5- M. Sadati, N. Taheri Qazvini, R. Krishnan, C. Y. Park and J. J. Fredberg, “Collective Migration and Cell Jamming”, Differentiation, 86, 121 (2013).

6- M. Sadati, C. Luap, M. Kröger, B. Lüthi, and H. C. Öttinger, “Application of Full Flow Field Reconstruction to a Viscoelastic Liquid in a 2D Cross-slot Channel”, Journal of Non -Newtonian Fluid Mechanics, 192, 10 (2013).

Research Interests: As a new faculty member, my future research will include exploring structure rheology-property relationships of polymeric materials and lyotropic and biological liquid crystalline mesophases, with a focus on linking molecular information to micron-scale phenomena, and on finding new routes to engineer innovative functional materials with tunable properties for drug delivery, biomedical and photonics applications. Building on my background in polymer physics, I also intend to pursue my research goals through a combination of both experimental and theoretical means and to create a rational framework with which to develop the necessary rheological and processing aspects that arise in additive manufacturing of soft materials.

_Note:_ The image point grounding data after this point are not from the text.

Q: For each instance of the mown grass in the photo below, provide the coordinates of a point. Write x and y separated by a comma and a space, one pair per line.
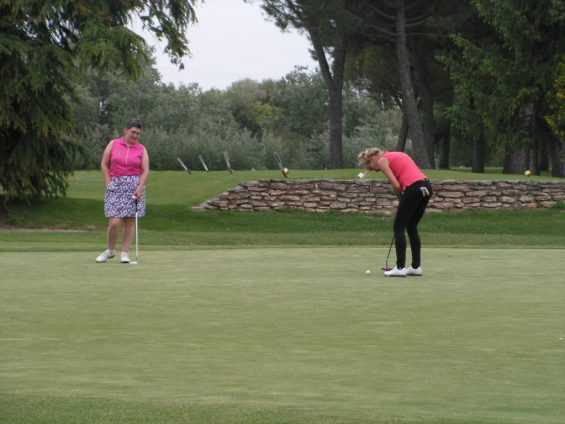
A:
282, 335
269, 318
172, 222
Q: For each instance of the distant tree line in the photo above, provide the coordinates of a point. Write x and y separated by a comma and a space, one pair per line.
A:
250, 120
458, 82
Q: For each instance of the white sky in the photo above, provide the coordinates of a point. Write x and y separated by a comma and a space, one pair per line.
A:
233, 40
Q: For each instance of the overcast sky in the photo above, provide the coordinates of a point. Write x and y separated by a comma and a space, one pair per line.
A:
233, 40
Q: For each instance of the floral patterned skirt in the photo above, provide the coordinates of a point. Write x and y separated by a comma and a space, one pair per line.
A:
119, 201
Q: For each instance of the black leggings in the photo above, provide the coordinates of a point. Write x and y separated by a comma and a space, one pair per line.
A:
410, 211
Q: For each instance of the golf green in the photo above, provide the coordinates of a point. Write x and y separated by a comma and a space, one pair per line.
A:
280, 335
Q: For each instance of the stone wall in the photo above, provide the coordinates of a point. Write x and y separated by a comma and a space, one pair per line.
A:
376, 195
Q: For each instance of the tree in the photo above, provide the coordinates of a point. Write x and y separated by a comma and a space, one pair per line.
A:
45, 46
506, 73
332, 31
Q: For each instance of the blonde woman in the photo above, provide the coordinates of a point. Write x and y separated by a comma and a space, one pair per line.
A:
413, 190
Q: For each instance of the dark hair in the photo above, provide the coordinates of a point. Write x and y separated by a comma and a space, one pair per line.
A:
134, 123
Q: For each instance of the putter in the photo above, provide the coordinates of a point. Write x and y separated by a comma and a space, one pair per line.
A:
136, 235
227, 158
184, 166
281, 167
203, 163
386, 267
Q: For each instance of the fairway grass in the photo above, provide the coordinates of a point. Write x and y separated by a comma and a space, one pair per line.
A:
282, 335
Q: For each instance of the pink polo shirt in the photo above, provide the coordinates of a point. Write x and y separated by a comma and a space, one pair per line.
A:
404, 168
125, 161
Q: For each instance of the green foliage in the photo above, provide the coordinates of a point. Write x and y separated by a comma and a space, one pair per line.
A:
44, 47
504, 72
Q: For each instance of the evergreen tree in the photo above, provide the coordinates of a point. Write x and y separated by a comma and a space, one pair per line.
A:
45, 45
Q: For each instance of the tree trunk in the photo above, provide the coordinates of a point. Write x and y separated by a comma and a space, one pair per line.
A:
515, 160
479, 153
407, 88
558, 158
444, 138
421, 74
403, 134
334, 81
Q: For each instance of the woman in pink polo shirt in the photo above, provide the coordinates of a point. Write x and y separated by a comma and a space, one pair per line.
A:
125, 165
413, 190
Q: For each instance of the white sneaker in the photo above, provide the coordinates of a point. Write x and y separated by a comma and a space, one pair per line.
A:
395, 272
414, 271
105, 255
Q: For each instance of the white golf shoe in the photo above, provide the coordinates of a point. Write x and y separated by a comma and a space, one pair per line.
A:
395, 272
105, 255
414, 271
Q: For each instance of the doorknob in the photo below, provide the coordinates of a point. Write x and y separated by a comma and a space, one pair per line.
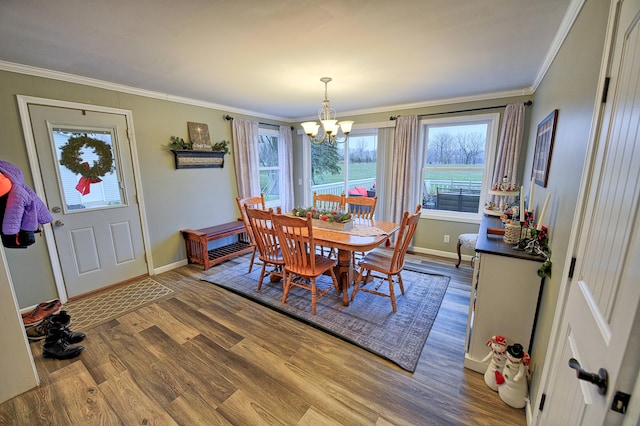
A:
601, 379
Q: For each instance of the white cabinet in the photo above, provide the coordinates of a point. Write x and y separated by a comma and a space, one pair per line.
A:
504, 297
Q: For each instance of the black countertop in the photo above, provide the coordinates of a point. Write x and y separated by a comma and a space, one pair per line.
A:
494, 244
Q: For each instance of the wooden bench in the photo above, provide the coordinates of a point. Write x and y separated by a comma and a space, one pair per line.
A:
197, 242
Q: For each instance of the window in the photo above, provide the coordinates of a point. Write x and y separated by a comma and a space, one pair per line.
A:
458, 164
268, 146
348, 168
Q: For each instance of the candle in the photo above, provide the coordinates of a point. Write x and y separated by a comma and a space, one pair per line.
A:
521, 212
544, 209
533, 182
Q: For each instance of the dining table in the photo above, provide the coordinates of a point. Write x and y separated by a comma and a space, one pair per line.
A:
365, 235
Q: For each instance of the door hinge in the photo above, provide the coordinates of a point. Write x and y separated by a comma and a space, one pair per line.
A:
572, 267
605, 90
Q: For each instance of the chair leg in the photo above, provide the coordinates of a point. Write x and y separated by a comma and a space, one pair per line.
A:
314, 296
287, 285
400, 283
392, 294
356, 285
264, 267
253, 256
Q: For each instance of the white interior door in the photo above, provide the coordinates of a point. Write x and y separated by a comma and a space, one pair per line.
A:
604, 293
97, 225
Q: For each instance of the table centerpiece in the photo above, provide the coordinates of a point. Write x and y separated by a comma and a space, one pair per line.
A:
329, 219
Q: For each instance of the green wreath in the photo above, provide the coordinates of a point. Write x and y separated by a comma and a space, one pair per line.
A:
71, 159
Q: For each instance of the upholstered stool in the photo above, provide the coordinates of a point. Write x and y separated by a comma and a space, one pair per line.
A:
467, 240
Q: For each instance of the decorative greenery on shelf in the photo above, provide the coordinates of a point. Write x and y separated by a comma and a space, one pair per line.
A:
537, 242
325, 215
222, 146
178, 143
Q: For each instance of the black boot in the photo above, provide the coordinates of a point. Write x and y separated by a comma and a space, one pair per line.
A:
57, 346
61, 321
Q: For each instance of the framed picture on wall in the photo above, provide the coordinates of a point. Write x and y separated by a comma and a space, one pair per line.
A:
544, 145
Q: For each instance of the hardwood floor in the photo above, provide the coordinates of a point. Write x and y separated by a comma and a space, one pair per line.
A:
209, 357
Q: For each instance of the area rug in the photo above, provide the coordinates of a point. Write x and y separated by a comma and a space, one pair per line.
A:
368, 321
110, 304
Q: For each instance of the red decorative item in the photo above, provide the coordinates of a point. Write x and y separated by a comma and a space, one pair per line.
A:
84, 184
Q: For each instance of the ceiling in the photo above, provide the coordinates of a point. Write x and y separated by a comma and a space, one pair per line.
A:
266, 57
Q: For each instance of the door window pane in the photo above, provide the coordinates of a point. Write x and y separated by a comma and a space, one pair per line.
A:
80, 149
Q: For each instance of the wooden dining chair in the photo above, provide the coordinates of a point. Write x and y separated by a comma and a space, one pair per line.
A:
328, 202
253, 202
363, 208
378, 265
302, 266
266, 242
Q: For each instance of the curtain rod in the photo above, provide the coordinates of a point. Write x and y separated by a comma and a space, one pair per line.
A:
395, 117
230, 118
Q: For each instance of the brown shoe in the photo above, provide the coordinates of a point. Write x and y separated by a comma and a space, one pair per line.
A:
39, 312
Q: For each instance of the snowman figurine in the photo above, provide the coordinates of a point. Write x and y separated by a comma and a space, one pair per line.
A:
498, 345
514, 390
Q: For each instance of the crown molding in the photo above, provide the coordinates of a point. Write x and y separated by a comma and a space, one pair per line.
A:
72, 78
92, 82
565, 26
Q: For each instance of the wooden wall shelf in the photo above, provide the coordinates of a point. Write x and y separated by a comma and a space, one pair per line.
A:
192, 159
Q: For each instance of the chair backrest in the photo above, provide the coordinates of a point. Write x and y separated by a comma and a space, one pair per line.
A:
329, 201
254, 203
295, 235
264, 233
405, 235
362, 207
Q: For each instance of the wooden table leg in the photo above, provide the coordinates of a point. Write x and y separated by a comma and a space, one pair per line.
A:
344, 274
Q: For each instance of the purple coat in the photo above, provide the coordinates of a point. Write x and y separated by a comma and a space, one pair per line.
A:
25, 210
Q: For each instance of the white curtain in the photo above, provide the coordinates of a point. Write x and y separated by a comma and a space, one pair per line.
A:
285, 160
406, 169
383, 173
510, 143
245, 156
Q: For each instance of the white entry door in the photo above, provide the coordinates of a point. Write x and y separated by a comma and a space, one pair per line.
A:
87, 173
604, 293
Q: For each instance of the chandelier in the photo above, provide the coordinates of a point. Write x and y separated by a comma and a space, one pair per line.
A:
330, 125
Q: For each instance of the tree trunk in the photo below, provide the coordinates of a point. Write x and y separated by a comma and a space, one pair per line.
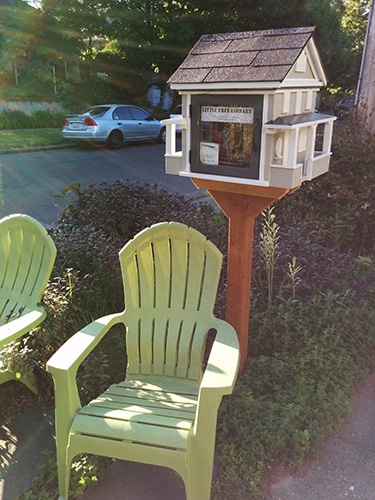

Teaching Interests: I have been a teaching assistant for Polymer Physics and Finite-Elements at the Materials Department Institute at the ETH Zurich. I have also taught undergraduate students in three rheology laboratory courses. In addition, I have supervised eight undergraduates and two graduate students at Harvard University and at the University of Chicago on various research projects. With my background in Polymer Physics and Engineering, I have a strong foundation in materials science and chemical engineering, with an emphasis in polymer science related courses such as polymer physics, polymer chemistry, crystallization, rheology and polymer characterization.